My treating professor initiated an invitation for me to a special clinic, where I underwent an MRI in autumn 2017. They scanned my heart, liver, pancreas and my bone marrow. The results were devastating. My view on iron overload broke with the medical report. I still have not fully recovered from what I was told. I would be very lucky, the radiologist said, that my heart was still free of iron. But my liver and my pancreas show a five-fold iron overload, also my bone marrow is full of iron. Another obstacle for haematopoiesis in addition to my blood disorder. Where do we go from here? Heading diabetis, liver cirrhosis or even hepatic cancer? My heart is iron-free, yes, but the pancreas is strongly loaded. No reason for long-lasting joy as the pancreas takes up similar iron species as the heart, only earlier. Iron overload of the pancreas serves as an early and robust marker of prospective cardiac risk.
It is neither an option for me to increase the dosage of the iron chelator – this could be toxic for my kidneys for instance - nor to reduce the number of transfusions – this would destroy my qualitiy of life and would send me into severe aemia. I’m stuck.
As so often in the course of my disease there is a diagnosis without any therapeutic consequences. That’s frustrating.
On the medical report I more recently can read „severe hemosiderosis of the pancreas and the liver“ amongst my other serious health problems. However, my liver values (GPT, GOT) are not yet elevated. Not yet?
I am anxious and confused: that's the patient's perspective.
Only now I am finding out that for any one patient, the predictive value of ferritin is quite poor. Two patients with identical total body iron burdens can have vastly different serum ferritin levels. Many factors affect the relationship between iron overload and serum ferritin levels. But still the ferritin level g e n e r a l l y correlates with both, total body iron stores and clinical outcomes. Serum ferritin therefore remains the most commonly used metric to monitor iron chelation therapy. Mainly because its measurements are inexpensive in comparison to MRI. However, the biology of circulating ferritin is poorly characterized and hardly comprehensible for non-physicians and non-scientists.
Iron homeostasis relies on a regulated network of systemic and cellular mechanisms for the acquisition, transportation and cellular utilization of the metal. I very well understand that these metabolisms are completely disturbed in case of strong iron overload.

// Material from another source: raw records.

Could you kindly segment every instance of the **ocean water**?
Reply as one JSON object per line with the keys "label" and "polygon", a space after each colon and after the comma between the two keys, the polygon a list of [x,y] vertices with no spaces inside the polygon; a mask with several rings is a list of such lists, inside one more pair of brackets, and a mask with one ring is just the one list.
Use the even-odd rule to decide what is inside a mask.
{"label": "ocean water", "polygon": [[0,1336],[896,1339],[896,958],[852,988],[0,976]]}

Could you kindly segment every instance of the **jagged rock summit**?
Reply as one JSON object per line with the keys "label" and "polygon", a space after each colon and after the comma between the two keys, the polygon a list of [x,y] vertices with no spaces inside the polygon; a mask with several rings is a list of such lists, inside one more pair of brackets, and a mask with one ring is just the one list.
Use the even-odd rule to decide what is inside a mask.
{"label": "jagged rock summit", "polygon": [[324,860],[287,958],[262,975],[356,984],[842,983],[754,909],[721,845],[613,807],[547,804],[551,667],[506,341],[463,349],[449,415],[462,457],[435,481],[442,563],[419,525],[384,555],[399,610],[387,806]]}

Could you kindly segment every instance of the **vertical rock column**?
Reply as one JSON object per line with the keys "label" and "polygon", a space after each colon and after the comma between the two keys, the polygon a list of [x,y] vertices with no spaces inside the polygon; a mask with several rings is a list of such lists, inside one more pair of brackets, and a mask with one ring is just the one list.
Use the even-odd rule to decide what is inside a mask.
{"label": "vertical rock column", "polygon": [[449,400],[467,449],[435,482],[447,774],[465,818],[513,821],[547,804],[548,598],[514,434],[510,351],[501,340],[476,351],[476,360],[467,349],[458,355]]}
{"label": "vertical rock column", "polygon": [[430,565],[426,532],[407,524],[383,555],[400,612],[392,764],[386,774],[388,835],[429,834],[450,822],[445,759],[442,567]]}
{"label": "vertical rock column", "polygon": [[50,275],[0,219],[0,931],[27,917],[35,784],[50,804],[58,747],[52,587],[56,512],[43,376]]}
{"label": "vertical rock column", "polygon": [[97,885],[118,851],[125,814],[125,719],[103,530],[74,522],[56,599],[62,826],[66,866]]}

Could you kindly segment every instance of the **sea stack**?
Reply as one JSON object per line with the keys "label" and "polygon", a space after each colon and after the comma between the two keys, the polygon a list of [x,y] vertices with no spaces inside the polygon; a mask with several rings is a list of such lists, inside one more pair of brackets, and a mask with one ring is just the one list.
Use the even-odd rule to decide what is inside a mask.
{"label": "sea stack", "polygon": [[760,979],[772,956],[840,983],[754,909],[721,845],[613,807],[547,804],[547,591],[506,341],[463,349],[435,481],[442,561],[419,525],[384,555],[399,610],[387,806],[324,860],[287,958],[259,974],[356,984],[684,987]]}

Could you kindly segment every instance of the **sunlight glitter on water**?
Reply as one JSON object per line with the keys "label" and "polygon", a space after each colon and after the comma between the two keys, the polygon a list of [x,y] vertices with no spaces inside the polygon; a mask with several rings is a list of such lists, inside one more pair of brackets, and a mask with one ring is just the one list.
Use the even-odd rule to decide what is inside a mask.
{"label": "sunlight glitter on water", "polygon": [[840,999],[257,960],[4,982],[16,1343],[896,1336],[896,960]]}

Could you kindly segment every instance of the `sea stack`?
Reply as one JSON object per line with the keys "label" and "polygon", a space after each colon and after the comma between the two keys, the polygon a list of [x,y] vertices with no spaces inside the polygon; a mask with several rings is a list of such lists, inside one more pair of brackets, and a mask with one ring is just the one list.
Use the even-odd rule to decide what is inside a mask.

AT THE END OF MY ARTICLE I WANT TO MAKE CLEAR ONE THING:
the outcomes of chelation therapy in Myelodysplastic Syndromes are not bad. There is a positive impact on survival, without doubt. I probably would not be alive any more without Defirasirox. There are retrospective studies clearly indicating a significant improved survival in patients who received regular iron chelation. Transplant outcomes are also far better after iron chelation therapy. And in case there is a cure, high iron stores can be drained or at least reduced by a most effective phlebotomy therapy.
So yes, there are definitely some solutions for iron overload, if you are in the right cohort.
But we urgently need more innovative iron chelation therapies.